Boys will be boys, right? Worlds best excuse for rape culture. Yep – all men are assholes, right? Is that what you’re saying Hamlet? That men are all liars and jerks and worthy of neither trust nor love, right?
Or maybe just all people are liars and jerks and no one should ever be believed, which is an even more exhausting way to live than believing half the people are naturally awful if you let them be. I’m always fascinated by the people who are convinced that feminists hate men – when it seems to me that almost all of us simply believe that men are just as naturally good as anyone else and should be taken at their word and aren’t all arrant knaves.
And then there’s this:
I find myself painfully moved by the #YesAllWomen conversation that is emerging this week. I find I want to contribute to it somehow but don’t really have a tweetable story. I keep thinking about it, though –
And find I’m thinking of this scene in a new light today. Maybe it was seeing a short clip of the killer on the news, ranting in a way that seemed so familiar and which led him to a terrible destruction. Hamlet isn’t this extreme, I’m grateful to say, but the way this scene could tip over into a full on gender assassination, well, today, that is what I return to.
In reading through a handful of tweets, I started to consider my own small moments.
Because, in my bed on the night after my first sweet exciting passionate kiss with my very first boyfriend, I was lying awake planning how to fend him off, not savoring what I had so enjoyed or fantasizing about what might evolve.
Because, I was nearly 30 before I had a real committed relationship with a man.
Because I kept so many men at arm’s length because I could not distinguish who would turn and who would not.
Because mostly only the real assholes knew how to sneak past my defenses.
Because I woke up in a trusted friend’s bed to find him fingering me in my sleep. And did I wake up to stop him? Or feign continued sleep and roll over? Or kick him? I don’t remember.

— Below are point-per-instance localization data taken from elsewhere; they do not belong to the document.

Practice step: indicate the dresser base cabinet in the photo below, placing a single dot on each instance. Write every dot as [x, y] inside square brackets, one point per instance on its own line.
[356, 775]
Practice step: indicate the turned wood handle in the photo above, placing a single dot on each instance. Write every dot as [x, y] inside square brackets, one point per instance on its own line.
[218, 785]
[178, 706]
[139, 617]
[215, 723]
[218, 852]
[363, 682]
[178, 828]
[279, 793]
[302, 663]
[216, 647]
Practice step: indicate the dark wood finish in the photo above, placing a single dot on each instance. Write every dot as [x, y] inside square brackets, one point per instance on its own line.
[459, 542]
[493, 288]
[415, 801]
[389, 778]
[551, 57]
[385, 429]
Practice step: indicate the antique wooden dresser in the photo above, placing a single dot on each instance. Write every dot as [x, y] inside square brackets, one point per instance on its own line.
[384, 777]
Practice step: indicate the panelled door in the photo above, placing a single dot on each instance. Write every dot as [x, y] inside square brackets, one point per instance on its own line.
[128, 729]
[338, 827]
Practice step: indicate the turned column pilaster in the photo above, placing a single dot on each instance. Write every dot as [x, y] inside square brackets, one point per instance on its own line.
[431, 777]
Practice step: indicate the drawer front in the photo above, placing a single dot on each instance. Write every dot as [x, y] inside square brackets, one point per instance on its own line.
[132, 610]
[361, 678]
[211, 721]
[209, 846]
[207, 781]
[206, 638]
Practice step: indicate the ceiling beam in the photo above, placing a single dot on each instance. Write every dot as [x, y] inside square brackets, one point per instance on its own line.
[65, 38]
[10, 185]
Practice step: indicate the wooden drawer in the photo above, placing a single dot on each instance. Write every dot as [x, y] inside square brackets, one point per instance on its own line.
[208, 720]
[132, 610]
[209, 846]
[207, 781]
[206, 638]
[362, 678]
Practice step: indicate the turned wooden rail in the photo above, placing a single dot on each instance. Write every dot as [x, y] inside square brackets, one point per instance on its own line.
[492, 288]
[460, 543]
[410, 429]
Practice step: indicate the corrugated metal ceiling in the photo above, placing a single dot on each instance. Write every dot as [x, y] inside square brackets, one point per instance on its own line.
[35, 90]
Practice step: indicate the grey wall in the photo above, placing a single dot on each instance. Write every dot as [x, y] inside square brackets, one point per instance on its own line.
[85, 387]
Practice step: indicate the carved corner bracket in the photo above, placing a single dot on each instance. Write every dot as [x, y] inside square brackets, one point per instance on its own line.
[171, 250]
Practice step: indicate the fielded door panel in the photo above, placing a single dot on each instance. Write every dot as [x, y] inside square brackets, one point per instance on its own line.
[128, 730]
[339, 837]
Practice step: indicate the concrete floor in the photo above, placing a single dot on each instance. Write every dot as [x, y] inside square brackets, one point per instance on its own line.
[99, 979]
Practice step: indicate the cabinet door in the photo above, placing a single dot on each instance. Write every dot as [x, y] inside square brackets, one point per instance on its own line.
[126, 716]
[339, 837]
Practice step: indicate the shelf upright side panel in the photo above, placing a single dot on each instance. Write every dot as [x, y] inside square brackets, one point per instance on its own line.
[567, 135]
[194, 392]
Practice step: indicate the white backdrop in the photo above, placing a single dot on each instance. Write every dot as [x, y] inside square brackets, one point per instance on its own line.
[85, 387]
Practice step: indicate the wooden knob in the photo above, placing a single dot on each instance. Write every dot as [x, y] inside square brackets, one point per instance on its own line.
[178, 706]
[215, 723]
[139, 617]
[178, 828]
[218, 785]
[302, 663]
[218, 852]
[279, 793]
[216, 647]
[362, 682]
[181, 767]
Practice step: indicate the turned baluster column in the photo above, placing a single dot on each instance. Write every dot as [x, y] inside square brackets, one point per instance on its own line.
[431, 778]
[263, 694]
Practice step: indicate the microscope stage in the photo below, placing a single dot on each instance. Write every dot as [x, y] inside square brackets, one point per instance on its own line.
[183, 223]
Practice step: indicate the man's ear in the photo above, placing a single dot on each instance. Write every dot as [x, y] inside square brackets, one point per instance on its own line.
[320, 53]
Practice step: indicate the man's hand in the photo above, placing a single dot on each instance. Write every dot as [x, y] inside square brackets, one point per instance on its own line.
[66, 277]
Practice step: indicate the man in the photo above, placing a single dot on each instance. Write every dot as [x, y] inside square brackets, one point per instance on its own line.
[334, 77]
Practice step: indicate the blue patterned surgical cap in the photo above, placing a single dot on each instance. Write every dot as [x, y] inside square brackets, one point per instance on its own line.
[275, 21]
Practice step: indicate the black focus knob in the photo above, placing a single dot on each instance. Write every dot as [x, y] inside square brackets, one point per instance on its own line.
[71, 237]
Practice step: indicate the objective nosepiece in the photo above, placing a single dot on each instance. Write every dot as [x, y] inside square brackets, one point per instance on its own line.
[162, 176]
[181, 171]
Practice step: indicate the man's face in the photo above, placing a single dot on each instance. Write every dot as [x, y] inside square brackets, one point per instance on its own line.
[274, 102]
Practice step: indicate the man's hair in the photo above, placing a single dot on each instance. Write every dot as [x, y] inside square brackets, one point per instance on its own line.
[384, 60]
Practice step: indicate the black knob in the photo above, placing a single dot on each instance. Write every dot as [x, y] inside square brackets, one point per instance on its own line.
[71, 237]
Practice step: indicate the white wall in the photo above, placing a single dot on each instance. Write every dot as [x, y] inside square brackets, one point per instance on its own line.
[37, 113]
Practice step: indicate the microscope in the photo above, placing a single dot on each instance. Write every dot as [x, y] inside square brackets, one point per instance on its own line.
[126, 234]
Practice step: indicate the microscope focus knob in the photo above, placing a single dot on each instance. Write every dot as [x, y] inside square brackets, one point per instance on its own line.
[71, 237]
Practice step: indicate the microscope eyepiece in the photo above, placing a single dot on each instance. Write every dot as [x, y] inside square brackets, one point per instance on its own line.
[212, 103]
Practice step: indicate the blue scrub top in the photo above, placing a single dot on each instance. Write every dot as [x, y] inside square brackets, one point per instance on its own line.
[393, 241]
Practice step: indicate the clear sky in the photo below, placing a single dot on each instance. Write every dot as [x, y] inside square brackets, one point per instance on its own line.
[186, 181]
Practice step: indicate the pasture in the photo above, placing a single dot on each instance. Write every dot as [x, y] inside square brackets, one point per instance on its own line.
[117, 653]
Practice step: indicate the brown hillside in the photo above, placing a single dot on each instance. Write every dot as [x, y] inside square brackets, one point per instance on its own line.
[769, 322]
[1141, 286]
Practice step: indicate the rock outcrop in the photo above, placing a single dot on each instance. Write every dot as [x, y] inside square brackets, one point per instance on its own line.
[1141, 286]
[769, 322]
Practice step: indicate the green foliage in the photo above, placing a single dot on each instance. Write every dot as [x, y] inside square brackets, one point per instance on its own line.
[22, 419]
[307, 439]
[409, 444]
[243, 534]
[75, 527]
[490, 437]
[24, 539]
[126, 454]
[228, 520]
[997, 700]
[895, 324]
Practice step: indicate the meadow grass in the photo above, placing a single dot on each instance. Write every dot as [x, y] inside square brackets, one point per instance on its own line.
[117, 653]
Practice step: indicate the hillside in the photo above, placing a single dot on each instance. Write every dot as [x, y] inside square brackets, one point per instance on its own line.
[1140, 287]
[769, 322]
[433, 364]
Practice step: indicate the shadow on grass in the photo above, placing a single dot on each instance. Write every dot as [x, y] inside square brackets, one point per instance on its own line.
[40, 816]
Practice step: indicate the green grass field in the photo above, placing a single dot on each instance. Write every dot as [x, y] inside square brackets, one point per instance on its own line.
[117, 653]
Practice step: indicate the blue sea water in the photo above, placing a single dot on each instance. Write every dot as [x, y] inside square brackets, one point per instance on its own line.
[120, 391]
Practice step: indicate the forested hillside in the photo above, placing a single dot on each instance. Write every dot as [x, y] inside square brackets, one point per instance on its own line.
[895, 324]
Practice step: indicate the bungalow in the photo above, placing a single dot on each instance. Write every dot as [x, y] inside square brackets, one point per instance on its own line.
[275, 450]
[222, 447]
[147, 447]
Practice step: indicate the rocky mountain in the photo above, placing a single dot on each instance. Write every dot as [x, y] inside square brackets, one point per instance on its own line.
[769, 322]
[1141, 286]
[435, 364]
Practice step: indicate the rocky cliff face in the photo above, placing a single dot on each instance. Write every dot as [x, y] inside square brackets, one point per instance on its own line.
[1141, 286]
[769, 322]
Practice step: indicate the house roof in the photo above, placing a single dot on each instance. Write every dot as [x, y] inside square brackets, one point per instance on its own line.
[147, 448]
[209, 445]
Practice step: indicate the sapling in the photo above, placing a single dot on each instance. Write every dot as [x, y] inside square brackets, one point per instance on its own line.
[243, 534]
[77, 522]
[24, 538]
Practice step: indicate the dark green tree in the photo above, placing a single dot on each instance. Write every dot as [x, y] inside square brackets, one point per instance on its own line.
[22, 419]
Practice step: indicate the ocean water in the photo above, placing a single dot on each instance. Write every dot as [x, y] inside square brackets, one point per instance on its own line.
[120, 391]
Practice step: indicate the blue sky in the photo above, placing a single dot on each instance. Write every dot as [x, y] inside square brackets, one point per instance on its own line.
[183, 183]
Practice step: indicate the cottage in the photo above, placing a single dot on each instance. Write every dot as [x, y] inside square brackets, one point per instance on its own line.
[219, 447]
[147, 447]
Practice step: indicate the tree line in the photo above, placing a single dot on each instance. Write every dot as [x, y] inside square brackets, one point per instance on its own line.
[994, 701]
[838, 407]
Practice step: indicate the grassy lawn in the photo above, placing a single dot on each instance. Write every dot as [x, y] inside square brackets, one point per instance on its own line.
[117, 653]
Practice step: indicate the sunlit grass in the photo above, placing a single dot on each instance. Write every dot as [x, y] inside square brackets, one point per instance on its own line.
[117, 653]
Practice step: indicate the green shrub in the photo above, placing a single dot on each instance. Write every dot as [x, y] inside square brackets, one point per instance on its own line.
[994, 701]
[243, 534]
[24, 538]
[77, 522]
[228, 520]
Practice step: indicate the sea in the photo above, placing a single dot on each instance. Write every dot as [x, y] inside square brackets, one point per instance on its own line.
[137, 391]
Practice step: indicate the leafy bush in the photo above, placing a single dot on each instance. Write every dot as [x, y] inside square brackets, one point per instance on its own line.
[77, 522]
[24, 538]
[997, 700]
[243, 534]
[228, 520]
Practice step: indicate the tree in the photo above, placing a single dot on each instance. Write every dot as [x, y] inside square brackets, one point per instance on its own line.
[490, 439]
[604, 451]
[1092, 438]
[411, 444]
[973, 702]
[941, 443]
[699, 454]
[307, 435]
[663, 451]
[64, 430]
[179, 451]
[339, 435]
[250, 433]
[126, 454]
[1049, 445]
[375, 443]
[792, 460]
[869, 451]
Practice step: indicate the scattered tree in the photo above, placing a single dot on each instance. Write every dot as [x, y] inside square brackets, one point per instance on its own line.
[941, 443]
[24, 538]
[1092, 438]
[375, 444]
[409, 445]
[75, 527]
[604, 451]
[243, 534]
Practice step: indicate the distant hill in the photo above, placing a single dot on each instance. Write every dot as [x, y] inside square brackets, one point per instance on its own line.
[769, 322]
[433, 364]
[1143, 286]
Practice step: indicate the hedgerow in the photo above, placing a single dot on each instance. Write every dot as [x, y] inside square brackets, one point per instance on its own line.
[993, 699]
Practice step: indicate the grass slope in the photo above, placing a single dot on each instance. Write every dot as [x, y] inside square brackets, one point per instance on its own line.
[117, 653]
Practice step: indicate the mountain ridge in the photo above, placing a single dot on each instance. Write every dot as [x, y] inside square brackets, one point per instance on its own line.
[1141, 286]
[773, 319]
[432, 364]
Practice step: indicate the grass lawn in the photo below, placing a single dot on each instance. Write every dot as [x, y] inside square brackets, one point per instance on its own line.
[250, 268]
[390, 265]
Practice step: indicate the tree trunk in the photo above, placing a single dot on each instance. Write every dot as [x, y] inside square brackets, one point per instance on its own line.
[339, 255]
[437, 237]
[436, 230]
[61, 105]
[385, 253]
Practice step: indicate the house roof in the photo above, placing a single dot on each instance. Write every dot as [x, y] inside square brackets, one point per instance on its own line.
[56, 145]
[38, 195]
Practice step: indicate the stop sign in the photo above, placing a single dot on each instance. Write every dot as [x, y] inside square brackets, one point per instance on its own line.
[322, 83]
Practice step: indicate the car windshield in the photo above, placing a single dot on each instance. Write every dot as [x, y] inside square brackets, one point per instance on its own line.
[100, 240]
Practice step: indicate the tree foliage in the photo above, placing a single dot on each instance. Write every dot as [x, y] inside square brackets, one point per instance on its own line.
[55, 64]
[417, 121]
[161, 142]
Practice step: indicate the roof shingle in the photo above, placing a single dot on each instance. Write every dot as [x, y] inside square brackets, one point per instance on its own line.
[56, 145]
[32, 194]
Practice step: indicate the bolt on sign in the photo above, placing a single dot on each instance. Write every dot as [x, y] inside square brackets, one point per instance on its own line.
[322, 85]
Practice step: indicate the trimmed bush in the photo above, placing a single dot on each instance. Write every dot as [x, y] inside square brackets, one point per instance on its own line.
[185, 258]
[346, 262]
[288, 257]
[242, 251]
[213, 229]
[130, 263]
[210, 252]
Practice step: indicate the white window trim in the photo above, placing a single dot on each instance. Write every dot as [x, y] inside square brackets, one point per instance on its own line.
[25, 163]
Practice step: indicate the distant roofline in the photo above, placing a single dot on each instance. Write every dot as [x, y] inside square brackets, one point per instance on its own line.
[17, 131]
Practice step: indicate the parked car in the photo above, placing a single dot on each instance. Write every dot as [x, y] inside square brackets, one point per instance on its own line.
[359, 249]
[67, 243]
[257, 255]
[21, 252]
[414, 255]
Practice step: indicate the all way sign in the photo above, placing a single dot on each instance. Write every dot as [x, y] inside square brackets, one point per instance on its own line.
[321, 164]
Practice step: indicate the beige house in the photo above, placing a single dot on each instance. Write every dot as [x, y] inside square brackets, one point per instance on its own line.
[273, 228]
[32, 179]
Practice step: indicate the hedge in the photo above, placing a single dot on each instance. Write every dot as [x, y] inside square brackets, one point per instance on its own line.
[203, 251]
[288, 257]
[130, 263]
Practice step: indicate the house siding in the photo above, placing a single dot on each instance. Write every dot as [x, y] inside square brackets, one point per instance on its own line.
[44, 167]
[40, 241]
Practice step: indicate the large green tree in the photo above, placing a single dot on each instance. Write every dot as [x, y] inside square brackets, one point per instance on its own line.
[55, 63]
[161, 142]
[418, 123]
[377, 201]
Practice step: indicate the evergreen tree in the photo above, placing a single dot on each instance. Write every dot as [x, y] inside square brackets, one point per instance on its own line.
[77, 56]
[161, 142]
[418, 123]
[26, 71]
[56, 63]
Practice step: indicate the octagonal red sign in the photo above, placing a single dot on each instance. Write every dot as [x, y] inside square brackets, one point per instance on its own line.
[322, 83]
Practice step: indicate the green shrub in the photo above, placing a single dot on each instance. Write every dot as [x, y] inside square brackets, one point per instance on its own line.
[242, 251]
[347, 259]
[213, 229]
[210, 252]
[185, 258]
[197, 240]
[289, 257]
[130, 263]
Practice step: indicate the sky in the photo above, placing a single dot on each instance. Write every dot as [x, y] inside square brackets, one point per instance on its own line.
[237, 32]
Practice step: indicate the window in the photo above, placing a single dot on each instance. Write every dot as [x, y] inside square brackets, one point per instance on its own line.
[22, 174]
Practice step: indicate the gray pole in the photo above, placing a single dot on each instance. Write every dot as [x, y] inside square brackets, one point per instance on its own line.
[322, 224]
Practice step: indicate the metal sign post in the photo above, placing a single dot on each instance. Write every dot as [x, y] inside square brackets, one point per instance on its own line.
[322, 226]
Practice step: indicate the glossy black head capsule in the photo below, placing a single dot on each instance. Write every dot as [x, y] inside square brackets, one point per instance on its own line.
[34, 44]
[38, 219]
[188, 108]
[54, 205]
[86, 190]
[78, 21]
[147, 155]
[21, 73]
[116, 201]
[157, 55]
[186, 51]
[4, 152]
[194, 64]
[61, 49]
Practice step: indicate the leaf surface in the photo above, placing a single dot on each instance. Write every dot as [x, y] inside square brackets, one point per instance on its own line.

Except I know I didn’t kick him or talk about it later. I just played that Dionne Farris “Don’t ever touch me again” song over and over. And I’m still friends with that guy.
Because I was groped on the bus to the Vatican by more than one old man.
Because so many men tried to slide past the boundaries I’d set.
Because I didn’t know how to stop them.
Because somehow I felt like I wanted to keep those boundaries always.
Because it was confusing to be attracted to men but also understand that I should be afraid of them.
Because during an exercise at a personal growth seminar, I discovered that the only people I consistently distrusted were men I found attractive.
Because, when I had a car, I always checked the backseat for rapists and I wish I was kidding but that is what I did.
Because New York City seems so much safer to walk alone in than anywhere else because it seems like there’s always someone around. But one night, when I fled my apartment at 3 in the morning, I discovered that there was a point where there were no women on the train, that perhaps I had taken a big risk traveling in the middle of the night.
Because the first time I walked around feeling the most attractive I’d ever been, I suddenly also felt the most vulnerable I’d ever been.
Because boys were pulling down my shirt to look at my boobs before I even had boobs to look at.
Because when the repair guy asked me if someone would be around to let him in to fix something and I let him know I’d be there all week, the look in his eyes made me wish I’d said “My boyfriend and I will be here all week” or “We’ll be here” at the very least. Because I spent the rest of that vacation worrying I’d inadvertently given an invitation to a rapist.